Olivier: Typically what we see with our clients is that the issues are under the control of the organization. Whether they are, or they’re not, the most important thing is to detect. It’s all about detecting, diagnosing and resolving / fixing /optimizing. You can only do those steps, as good as the previous step. It’s all about being the best at detecting. I see that as a very top-down approach, I think what’s critical is to understand what’s coming out of the cloud providers, in this case, Microsoft. Thanks to the monitoring that’s in place 24/7, as early as there’s an impact for your users, in your tenant, we’ll be able to detect it. So it’s really critical to have this synthetic transaction monitoring in place so that you can have this productivity. You don’t need to wait for users to complain about you to be aware of an issue.
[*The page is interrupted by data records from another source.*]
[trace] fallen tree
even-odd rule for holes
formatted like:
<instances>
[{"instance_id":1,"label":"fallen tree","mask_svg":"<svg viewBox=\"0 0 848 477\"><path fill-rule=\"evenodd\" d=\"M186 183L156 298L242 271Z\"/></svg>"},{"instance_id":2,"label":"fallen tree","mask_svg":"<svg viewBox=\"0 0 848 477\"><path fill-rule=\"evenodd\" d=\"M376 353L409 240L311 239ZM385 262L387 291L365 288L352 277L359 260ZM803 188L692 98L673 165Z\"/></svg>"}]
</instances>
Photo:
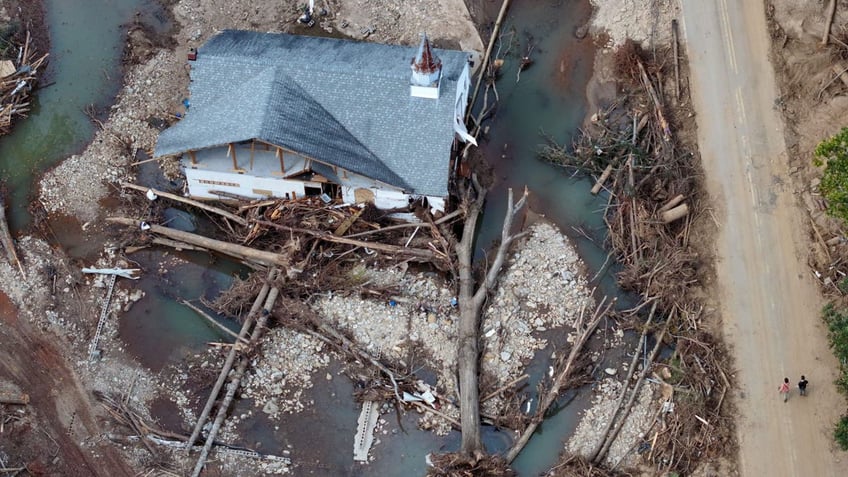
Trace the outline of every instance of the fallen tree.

Once you have detected the issue you understand its scope, the impacts, who is impacted within the organization. You’re able to take action. Even if it is out of your control, you can still do a lot to communicate these issues and to prevent a wave of support tickets, frustration that might take place and you can offer possible alternatives to the end users.
It’s all about diagnosing the information and this can only be as good as the data that you’re already retrieving. You have some great tools already in-house, so correlating that with synthetic transactions through Gizmo, for example, and your other products, will allow you to understand where is that issue taking place and what you can do to mitigate it.
It seems like Digital Experience Monitoring is something that people are talking more about. What is Digital Experience Monitoring and how do products like iQ and Gizmo fit in to the DEM solution?
Rob: Fundamentally, what digital experience monitoring focuses on is user-centric monitoring. Understanding how is the user interacting with these services and applications regardless of what application and infrastructure components may be doing. There’s really three key pillars within the digital experience monitoring market. We have real user monitoring that tells us when an actual user is having a problem. This is a very reactive model, a user is already unhappy and angry and demanding a fix, and you’re kind of scrambling to try and resolve it quickly. That’s why we talked a lot about synthetic transaction monitoring where it provides us with that proactive view on if a user were trying to have a Teams call for example, it would not be great. So we have an opportunity to proactively be notified that there’s a potential issue and try and solve that. The last point is around end-point visibility. Really understanding from the exact perspective of the user and the user’s device. Gizmo and iQ both compliment each otheren quite well, where Gizmo provides that strength on detecting that there is a problem and then iQ gives us the ability to align how well those services are being delivered, to the business outcomes that these organizations care about.